Eines muss man der CDU in Nordhausen, in Thüringen und in Deutschland lassen: Sie kann perfekt inszenieren. Der heutige Besuch der ersten deutschen Bundeskanzlerin war ein Beleg dafür. Die Stippvisite artete zur Merkel-Show aus...

Merkel (Foto: nnz) Merkel (Foto: nnz)
Hey, Jungs, was geht denn da...

Über die Auftritte der einheimischen Wahlkämpfer hatte die nnz bereits berichtet. Das alles war nur Vorgeplänkel dessen, was kurz vor 17 Uhr auf dem Petersberg begann. „Start me up“ von den Rolling Stones begleitete den Einmarsch von Angela Merkel, Dieter Althaus und Ronald Pofalla. Alle drei schüttelten da schon viele Hände und doch waren die Männer eigentlich nur Staffage.

Nun gut, der Auftritt der Bundeskanzlerin ist auch für Althaus gut, doch er musste heute in die Rolle des Ankünders schlüpfen.

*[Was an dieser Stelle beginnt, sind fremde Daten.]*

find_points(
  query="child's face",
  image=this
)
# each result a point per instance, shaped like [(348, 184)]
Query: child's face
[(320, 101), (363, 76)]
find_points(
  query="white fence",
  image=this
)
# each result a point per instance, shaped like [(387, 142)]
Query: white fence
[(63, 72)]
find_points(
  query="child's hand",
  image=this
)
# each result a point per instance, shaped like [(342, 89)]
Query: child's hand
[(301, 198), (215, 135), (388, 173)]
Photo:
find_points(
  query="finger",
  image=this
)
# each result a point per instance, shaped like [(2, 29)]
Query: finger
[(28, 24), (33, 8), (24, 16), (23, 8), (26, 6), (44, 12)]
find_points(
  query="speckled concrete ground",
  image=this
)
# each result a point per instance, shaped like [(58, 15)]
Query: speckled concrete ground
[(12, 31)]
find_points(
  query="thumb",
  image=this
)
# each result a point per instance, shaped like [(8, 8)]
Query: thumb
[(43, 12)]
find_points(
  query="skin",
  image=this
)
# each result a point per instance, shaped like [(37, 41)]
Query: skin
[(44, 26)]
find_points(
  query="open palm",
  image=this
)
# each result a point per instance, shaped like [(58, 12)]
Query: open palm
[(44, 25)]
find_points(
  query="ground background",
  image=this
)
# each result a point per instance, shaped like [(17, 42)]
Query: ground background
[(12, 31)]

Und so überdrehte er seine Argumentation doch schon ein wenig. Als sei die CDU, als sei dieses grüne Herz Deutschlands sein persönlich-politisches Eigentum. „Wählt mich zum Ministerpräsidenten, mein Thüringen, meine Freunde!“ Das kann falsch verstanden werden.

Merkel, das muss man anerkennen, sammelte ihre ersten Sympathiepunkte bereits beim Gespräch mit dem Moderator. Sie bekannte, dass Luxus für sie fünf Stunden ohne Handy oder der Schlaf im eigenen Bett sei. Sie outete sich als Sportbegeisterte, die beim WM-Fußballspiel Deutschland gegen Polen schon mal derart „außer Rand und Band“ war und aufpassen musste, dass der neben ihr sitzende polnische Staatspräsident keinen Schwächeanfall erlitt.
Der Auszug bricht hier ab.